A third reason is that these methodologies are designed to keep us ignorant. The rhetoric of the pioneering surveillance capitalists, and just about everyone who has followed, has been a textbook of misdirection, euphemism, and obfuscation. One theme of misdirection has been to sell people on the idea that the new economic practices are an inevitable consequence of digital technology. In America and throughout the West we believe it’s wrong to impede technological progress. So the thought is that if these disturbing practices are the inevitable consequence of the new technologies, we probably just have to live with it. This is a dangerous category error. It’s impossible to imagine surveillance capitalism without the digital, but it’s easy to imagine the digital without surveillance capitalism.

A fourth explanation involves dependency and the foreclosure of alternatives. We now depend upon the internet just to participate effectively in our daily lives. Whether it’s interfacing with the IRS or your health care provider, nearly everything we do now just to fulfill the barest requirements of social participation marches us through the same channels that are surveillance capitalism’s supply chains.

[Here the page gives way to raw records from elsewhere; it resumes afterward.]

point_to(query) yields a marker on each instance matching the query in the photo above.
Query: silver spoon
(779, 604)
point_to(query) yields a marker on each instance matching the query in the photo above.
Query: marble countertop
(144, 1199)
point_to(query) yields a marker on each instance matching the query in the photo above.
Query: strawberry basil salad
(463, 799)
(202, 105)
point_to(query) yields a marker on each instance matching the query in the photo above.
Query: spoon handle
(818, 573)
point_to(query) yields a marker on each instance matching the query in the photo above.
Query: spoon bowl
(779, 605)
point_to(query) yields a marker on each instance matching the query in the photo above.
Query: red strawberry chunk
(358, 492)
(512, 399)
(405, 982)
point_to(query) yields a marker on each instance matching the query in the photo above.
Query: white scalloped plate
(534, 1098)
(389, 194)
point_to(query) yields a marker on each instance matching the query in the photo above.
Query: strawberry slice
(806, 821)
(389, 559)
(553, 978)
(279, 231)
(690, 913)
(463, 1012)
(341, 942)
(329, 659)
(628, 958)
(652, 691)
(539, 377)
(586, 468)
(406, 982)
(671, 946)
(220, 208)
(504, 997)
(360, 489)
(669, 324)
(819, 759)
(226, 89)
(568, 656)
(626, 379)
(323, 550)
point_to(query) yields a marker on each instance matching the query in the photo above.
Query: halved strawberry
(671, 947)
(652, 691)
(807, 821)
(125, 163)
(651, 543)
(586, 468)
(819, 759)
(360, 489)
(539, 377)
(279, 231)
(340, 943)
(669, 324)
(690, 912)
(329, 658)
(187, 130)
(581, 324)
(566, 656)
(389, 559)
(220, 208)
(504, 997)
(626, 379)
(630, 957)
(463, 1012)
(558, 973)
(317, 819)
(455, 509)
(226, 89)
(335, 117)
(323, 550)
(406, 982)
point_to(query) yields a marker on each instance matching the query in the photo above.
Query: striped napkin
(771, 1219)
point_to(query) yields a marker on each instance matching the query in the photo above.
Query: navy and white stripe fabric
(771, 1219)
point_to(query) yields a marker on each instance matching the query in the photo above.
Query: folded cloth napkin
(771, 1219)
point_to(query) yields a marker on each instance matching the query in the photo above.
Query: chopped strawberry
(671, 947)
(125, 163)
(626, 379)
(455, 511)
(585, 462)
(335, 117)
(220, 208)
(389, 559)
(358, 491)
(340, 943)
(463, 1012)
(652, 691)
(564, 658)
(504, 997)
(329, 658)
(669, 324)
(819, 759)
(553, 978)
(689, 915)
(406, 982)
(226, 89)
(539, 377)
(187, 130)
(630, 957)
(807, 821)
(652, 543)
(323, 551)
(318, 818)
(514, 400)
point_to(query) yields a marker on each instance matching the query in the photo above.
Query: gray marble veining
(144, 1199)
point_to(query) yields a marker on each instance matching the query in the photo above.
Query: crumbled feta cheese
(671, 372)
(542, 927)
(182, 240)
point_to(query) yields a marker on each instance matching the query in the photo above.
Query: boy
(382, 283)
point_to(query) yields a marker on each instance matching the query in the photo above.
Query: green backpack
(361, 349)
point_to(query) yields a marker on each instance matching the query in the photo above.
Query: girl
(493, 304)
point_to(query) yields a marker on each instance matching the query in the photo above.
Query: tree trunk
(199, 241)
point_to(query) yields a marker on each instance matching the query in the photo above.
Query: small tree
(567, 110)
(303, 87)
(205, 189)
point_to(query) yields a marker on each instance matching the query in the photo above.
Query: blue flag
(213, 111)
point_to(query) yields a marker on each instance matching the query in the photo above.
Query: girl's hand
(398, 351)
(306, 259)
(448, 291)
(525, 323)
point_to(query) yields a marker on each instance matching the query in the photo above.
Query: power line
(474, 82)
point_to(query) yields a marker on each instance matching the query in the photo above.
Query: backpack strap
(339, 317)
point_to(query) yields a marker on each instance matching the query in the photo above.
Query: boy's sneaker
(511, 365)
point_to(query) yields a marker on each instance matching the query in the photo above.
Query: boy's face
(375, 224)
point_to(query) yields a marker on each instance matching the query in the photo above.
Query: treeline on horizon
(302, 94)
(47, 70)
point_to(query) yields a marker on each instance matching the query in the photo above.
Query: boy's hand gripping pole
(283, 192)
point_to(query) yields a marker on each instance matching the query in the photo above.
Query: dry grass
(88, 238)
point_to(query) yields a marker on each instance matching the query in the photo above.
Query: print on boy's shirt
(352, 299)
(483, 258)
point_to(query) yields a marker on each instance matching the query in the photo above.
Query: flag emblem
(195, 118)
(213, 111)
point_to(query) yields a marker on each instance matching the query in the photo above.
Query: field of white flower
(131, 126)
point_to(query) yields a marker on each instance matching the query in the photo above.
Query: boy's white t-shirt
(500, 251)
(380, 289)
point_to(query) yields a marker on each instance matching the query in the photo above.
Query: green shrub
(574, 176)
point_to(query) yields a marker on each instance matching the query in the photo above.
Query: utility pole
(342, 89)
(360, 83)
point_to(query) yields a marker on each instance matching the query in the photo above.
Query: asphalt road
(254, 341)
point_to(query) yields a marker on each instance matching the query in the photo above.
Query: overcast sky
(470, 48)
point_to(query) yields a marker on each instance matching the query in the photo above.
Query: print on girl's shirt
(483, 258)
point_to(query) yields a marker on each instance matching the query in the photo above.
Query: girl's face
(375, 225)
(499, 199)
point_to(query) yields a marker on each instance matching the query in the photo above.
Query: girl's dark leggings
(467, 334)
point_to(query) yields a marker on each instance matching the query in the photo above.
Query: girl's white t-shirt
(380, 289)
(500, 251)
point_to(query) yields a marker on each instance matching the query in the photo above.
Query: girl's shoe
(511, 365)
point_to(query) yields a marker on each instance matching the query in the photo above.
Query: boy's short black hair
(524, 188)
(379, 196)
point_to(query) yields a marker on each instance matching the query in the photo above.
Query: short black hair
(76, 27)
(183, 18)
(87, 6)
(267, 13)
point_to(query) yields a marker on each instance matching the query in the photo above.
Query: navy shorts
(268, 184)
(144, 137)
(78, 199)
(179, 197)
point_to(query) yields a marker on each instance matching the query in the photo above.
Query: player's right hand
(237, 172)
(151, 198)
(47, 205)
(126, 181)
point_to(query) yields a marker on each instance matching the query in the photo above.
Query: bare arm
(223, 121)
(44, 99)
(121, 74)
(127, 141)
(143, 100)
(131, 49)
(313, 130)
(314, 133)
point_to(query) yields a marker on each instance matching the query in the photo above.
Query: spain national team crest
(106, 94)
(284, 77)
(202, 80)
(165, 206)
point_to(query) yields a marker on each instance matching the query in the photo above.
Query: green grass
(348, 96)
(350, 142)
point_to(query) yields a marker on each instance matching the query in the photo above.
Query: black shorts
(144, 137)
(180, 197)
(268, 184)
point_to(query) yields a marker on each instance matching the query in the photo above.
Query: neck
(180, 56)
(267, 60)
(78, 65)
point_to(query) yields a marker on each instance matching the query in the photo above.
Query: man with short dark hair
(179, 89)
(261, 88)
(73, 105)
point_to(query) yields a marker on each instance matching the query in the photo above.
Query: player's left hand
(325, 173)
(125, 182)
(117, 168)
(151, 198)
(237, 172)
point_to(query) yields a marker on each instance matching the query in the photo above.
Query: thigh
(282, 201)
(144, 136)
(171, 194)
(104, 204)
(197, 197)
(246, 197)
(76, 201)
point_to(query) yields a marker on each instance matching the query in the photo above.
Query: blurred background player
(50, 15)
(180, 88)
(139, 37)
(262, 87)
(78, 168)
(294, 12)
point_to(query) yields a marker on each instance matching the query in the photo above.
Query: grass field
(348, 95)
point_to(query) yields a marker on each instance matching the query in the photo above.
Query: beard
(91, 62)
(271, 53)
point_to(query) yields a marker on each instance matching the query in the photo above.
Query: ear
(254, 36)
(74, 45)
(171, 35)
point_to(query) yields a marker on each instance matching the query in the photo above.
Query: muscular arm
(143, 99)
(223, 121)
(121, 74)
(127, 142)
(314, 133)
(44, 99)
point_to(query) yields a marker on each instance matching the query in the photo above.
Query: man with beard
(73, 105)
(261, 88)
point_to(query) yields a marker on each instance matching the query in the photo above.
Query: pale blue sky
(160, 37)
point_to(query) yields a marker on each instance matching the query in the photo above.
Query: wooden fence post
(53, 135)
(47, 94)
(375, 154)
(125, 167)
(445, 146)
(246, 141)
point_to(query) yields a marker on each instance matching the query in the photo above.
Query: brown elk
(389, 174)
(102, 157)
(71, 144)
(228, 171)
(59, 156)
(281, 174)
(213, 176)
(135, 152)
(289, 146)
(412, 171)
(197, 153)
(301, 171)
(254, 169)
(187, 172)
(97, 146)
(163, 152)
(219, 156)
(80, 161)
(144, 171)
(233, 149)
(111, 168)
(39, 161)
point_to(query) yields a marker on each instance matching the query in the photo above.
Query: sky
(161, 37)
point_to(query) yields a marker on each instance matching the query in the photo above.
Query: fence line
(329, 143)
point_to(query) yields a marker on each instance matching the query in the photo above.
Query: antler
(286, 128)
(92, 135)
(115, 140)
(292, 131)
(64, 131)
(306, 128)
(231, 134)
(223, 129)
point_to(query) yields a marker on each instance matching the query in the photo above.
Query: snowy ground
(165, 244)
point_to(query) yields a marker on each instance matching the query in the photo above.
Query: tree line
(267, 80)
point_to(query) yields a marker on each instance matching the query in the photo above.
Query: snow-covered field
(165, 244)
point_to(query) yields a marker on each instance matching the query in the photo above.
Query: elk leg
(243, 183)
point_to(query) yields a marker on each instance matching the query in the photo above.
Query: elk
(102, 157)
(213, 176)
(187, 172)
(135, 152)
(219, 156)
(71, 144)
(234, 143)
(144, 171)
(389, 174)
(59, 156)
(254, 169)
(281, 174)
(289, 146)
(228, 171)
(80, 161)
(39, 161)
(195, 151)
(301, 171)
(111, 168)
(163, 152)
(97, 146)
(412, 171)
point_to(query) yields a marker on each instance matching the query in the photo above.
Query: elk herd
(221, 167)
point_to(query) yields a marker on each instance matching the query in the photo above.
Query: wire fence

GAZETTE: You warn that our very humanity and our ability to function as a democracy is in some ways at risk.

ZUBOFF: The competitive dynamics of surveillance capitalism have created some really powerful economic imperatives that are driving these firms to produce better and better behavioral-prediction products. Ultimately they’ve discovered that this requires not only amassing huge volumes of data, but actually intervening in our behavior. The shift is from monitoring to what the data scientists call “actuating.” Surveillance capitalists now develop “economies of action,” as they learn to tune, herd, and condition our behavior with subtle and subliminal cues, rewards, and punishments that shunt us toward their most profitable outcomes.

What is abrogated here is our right to the future tense, which is the essence of free will, the idea that I can project myself into the future and thus make it a meaningful aspect of my present. This is the essence of autonomy and human agency. Surveillance capitalism’s “means of behavioral modification” at scale erodes democracy from within because, without autonomy in action and in thought, we have little capacity for the moral judgment and critical thinking necessary for a democratic society. Democracy is also eroded from without, as surveillance capitalism represents an unprecedented concentration of knowledge and the power that accrues to such knowledge. They know everything about us, but we know little about them. They predict our futures, but for the sake of others’ gain. Their knowledge extends far beyond the compilation of the information we gave them. It’s the knowledge that they have produced from that information that constitutes their competitive advantage, and they will never give that up. These knowledge asymmetries introduce wholly new axes of social inequality and injustice.

GAZETTE: So how do we change this dynamic?

ZUBOFF: There are three arenas that must be addressed if we are to end this age of surveillance capitalism, just as we once ended the Gilded Age.

First, we need a sea change in public opinion. This begins with the power of naming. It means awakening to a sense of indignation and outrage. We say, “No.” We say, “This is not OK.”

Second, we need to muster the resources of our democratic institutions in the form of law and regulation. These include, but also move beyond, privacy and antitrust laws. We also need to develop new laws and regulatory institutions that specifically address the mechanisms and imperatives of surveillance capitalism.

A third arena relates to the opportunity for competitive solutions. Every survey of internet users has shown that once people become aware of surveillance capitalists’ backstage practices, they reject them. That points to a disconnect between supply and demand: a market failure. So once again we see a historic opportunity for an alliance of companies to found an alternative ecosystem — one that returns us to the earlier promise of the digital age as an era of empowerment and the democratization of knowledge.

This interview has been edited for clarity and length.